After some resistance, Loder agrees. And what he had intended to be just a rote fill-in job becomes something different when Chilcote's wife Eve somewhat contemptuously relays a message from Chilcote's mentor, the Tory leader Fraide, asking him to get a grip and fulfill his potential. As it happens, a crisis is on hand -- Russia is making trouble in Pakistan, and the Whig government, now in power, is vacillating. Loder plunges right in and starts making headway. Both Eve and Fraide notice the change in him ... and then Chilcote is ready to change places again.

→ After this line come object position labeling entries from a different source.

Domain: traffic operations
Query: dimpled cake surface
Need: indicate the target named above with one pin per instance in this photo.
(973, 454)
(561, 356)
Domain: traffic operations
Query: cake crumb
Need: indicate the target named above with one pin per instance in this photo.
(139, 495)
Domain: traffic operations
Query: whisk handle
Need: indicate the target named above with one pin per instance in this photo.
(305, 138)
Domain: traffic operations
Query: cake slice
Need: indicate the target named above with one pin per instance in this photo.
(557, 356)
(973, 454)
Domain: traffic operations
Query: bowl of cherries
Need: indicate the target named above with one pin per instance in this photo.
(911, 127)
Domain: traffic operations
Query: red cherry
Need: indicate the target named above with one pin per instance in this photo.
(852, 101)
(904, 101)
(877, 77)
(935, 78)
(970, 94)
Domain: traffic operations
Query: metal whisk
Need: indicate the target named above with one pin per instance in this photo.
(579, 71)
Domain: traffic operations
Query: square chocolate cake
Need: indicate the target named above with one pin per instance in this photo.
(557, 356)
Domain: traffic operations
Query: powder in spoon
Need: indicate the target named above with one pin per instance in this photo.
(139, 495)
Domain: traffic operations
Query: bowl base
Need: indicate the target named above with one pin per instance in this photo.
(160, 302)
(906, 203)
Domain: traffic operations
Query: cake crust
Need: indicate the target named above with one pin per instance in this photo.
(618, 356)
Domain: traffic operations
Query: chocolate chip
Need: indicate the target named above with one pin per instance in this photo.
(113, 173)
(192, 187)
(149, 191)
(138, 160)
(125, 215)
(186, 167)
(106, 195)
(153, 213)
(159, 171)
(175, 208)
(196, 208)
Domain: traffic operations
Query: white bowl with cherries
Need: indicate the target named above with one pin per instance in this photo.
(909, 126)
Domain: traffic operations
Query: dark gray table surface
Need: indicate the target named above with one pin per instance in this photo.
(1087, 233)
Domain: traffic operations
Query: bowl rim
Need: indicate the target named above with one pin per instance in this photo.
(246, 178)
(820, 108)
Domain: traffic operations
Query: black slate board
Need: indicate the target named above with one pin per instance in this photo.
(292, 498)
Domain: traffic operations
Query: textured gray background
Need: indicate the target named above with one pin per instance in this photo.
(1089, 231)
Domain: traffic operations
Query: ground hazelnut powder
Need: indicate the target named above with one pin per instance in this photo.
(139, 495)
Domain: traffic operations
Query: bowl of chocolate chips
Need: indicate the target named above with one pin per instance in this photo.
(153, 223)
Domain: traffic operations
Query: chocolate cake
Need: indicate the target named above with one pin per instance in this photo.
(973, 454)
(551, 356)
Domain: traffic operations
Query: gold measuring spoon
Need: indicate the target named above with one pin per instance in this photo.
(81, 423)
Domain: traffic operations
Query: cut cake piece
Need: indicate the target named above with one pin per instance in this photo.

This seesaws back and forth a couple of times -- Chilcote relapses and Loder takes over, then Chilcote comes back. Eve can tell the difference, though she doesn't know the reason, and she begins to see some hope that her marriage can be rekindled. Fraide too is excited, and he assigns Chilcote/Loder a key speech asking for more action against Russia. But by happenstance, Loder as Chilcote encounters Chilcote's mistress -- and, shockingly, she is the same woman who had disappointed him in his previous life. (I told you this was pretty preposterous.) Loder is torn between fear of being exposed, and his pride in his new accomplishments -- but especially torn between his growing feelings for Eve and his moral beliefs that as she is another man's wife he must renounce her, must come to a decision.

Spoilers follow ...
(illustration by Charles F. Underwood)

Loder decides to tell Chilcote they must stop this masquerade. He needs to leave the country and build himself a new life. But Chilcote is in terrible straits -- he begs Loder for one more night to lose himself in his addiction. Loder agrees -- and is indeed somewhat complicit in allowing Chilcote to take an unusually large dose. Loder goes home to Eve, and reveals all to her, telling her that he must leave. They both go to Chilcote, meaning to try to straighten him out -- but, no surprise, they find him dead. Loder still believes his duty is to leave, so as not to compromise Eve. But Eve has other ideas -- she insists that Loder as Chilcote has become too important to his country, in his role as Fraide's right hand man (Fraide has been asked to form a government): so, leaving aside her obvious desire to become fully his "wife", he has a duty to England to stay and take over Chilcote's identity.

(We note, of course, that that's exactly what Rudolf Rassendyll does NOT do in The Prisoner of Zenda!)

So -- yes it's preposterous. But I really did enjoy it. Besides the substitution plot, and the love story, there is a fair amount of political neep: I'm not sure that it's really that accurate, but it's fairly interest
ing anyway. A perfect example of the sort of novel that one understands both why it was a bestseller and why it's not a lasting classic. And of that set of novels, one of the more enjoyable reads.